Knobs and Trade-offs

Knob Primary Effect Cost
Tensor-parallel degree (T) Splits large matmuls More activation AllReduce/AllGather
Intra-node placement Lower latency and higher BW Constrains topology and scaling
Shard layout (row/col) Changes comm phase Requires matching layer ordering
Fusion (e.g., QKV) Fewer collectives More complex kernels and scheduling

Key Takeaways

  1. Linearity enables parallelism: \(f(X_1 + X_2) = f(X_1) + f(X_2)\) allows independent computation.

  2. Column-parallel is communication-free forward: Split output dimension, no AllReduce needed.

  3. Row-parallel requires AllReduce: Split input dimension, must sum partial results.

  4. Megatron pattern chains them: Column-parallel → non-linearity → row-parallel → AllReduce.

  5. 2 AllReduce per layer: One for attention output, one for MLP output.

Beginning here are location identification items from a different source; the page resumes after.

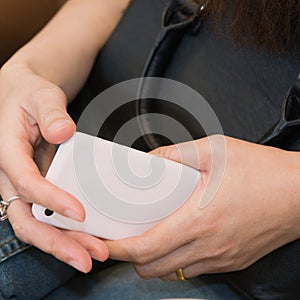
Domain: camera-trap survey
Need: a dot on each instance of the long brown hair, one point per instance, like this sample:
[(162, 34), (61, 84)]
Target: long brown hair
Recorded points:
[(272, 24)]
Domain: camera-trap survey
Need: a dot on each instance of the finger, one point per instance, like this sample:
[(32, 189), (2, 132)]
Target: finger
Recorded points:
[(43, 156), (96, 247), (34, 188), (197, 269), (197, 154), (182, 257), (170, 234), (48, 108), (45, 237)]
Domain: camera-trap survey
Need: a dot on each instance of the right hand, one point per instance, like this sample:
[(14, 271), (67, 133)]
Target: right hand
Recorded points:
[(33, 119)]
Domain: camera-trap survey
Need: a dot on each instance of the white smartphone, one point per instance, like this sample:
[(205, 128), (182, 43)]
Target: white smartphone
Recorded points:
[(124, 191)]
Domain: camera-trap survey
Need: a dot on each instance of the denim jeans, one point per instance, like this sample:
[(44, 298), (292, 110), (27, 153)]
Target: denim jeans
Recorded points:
[(28, 273)]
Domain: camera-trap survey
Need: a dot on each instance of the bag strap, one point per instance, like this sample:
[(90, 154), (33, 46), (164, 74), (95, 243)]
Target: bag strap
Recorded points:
[(179, 17)]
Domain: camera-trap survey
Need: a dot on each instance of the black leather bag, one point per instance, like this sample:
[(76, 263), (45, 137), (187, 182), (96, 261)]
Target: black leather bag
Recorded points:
[(277, 275)]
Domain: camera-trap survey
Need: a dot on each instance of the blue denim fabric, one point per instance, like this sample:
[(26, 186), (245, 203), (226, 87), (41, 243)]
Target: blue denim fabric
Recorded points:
[(121, 282), (27, 273)]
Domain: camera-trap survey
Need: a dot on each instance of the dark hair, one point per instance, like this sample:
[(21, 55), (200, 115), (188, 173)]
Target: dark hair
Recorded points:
[(272, 24)]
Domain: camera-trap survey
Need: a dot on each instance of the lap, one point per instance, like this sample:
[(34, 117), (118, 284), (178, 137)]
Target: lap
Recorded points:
[(27, 273)]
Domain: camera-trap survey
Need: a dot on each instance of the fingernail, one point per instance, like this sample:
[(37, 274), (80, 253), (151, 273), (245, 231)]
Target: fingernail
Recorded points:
[(77, 265), (98, 255), (59, 124), (69, 213)]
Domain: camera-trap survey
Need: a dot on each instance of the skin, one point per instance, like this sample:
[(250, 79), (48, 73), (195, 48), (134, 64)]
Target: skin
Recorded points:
[(254, 211), (246, 219), (35, 86)]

  6. Non-linear ops need care: GeLU works on sharded tensors; LayerNorm doesn't.

  7. Tensor parallelism is communication-intensive: Best within NVLink-connected nodes.

  8. Backward doubles communication: 4 AllReduce per layer total (forward + backward).